I told Katy it was more a string of comic episodes than a consistent story, but I badly misremembered. Very consistent indeed… almost too consistent, with some mopey bits and plot necessities dragging down the comic momentum. But Chaplin’s goal was presumably not to make just the funniest film, but something both funny and true.
From A. Vanneman’s terrific Chaplin articles in Bright Lights:
Charlie has three big men to contend with in The Gold Rush, Tom Murray as “Black Larsen,” Mack Swain as “Big Jim,” and Malcolm Waite as “Jack Cameron.” Wolf Larsen scarcely has a personality. He is merely a symbol of the savagery of nature. He murders two Mounties and leaves Big Jim for dead, before Nature herself, reclaiming her own, sends him plunging to his death in an avalanche.
Big Jim is Chaplin’s partner/rival searching for gold. They don’t do much searching, really, just hide out in murderer Larsen’s cabin attempting to keep peace and stay alive through the cold and hunger. Among the danger and misery we get Chaplin turning into a chicken, a cooked and eaten shoe and the famous cabin-on-edge-of-cliff number. Big Jim found plenty of gold at the start of the film but can’t get back to it, and when he does Larsen clubs him (amnesia!) before heading for death by avalanche. Jim, dazed, wanders towards town and isn’t seen for 45 minutes.

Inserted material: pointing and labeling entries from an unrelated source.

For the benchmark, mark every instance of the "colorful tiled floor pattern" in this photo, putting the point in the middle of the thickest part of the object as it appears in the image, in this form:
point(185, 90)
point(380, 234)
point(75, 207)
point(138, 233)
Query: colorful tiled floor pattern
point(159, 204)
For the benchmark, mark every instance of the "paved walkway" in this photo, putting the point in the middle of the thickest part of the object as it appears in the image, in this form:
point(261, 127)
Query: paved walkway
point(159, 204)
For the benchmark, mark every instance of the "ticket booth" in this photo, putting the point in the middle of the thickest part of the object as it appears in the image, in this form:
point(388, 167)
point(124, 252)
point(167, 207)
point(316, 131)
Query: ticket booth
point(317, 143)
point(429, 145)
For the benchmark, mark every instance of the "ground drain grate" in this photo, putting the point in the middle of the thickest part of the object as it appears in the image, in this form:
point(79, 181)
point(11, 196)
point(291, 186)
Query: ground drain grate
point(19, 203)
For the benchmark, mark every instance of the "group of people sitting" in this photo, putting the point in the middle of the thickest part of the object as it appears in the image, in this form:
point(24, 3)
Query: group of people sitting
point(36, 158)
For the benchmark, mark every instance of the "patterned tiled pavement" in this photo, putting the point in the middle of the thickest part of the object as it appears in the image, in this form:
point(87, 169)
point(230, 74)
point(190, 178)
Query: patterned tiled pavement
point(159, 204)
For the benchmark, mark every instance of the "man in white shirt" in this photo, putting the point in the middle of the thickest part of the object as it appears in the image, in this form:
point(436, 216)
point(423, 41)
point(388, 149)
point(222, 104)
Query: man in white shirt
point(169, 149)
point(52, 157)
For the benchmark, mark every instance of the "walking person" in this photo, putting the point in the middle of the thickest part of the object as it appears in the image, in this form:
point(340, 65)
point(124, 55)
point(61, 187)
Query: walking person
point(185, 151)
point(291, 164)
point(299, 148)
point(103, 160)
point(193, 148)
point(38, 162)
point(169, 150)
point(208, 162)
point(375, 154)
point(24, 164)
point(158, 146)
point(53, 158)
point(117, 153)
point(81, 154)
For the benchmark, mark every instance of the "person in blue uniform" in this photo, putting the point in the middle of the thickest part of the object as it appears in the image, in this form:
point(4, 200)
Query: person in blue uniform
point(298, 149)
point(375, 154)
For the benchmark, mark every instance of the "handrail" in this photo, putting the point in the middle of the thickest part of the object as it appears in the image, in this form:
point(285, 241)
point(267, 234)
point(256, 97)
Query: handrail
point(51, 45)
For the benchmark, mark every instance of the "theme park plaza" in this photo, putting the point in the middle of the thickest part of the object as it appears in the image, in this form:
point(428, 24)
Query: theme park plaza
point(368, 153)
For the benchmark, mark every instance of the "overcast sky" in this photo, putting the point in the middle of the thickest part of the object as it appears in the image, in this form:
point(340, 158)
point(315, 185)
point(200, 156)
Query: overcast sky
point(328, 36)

Charlie takes the second half with a love story, pining for Georgia Hale who makes fun of him, then feels sorry for him, and finally decides she loves him moments before Charlie reveals he’s become a millionaire by helping Big Jim re-find his gold. Not quite a City Lights ending but it’ll do.
More Vanneman:
“Oh, you’ve spoilt the picture,” exclaims the cameraman when Charlie and Georgia kiss, an inside joke based on the cliché that in Chaplin’s pictures he never got the girl. When Chaplin re-released The Gold Rush with a soundtrack in 1942, he cut out the kissing scene for some reason, although it’s still clear that Charlie and Georgia are going to get married.
Second time I’ve avoided the re-release, which is shorter and supposedly has Chaplin’s bemused voice narrating instead of the intertitles. Sounds ghastly, but maybe I’ll be on a Chaplin completist kick one day and check it out.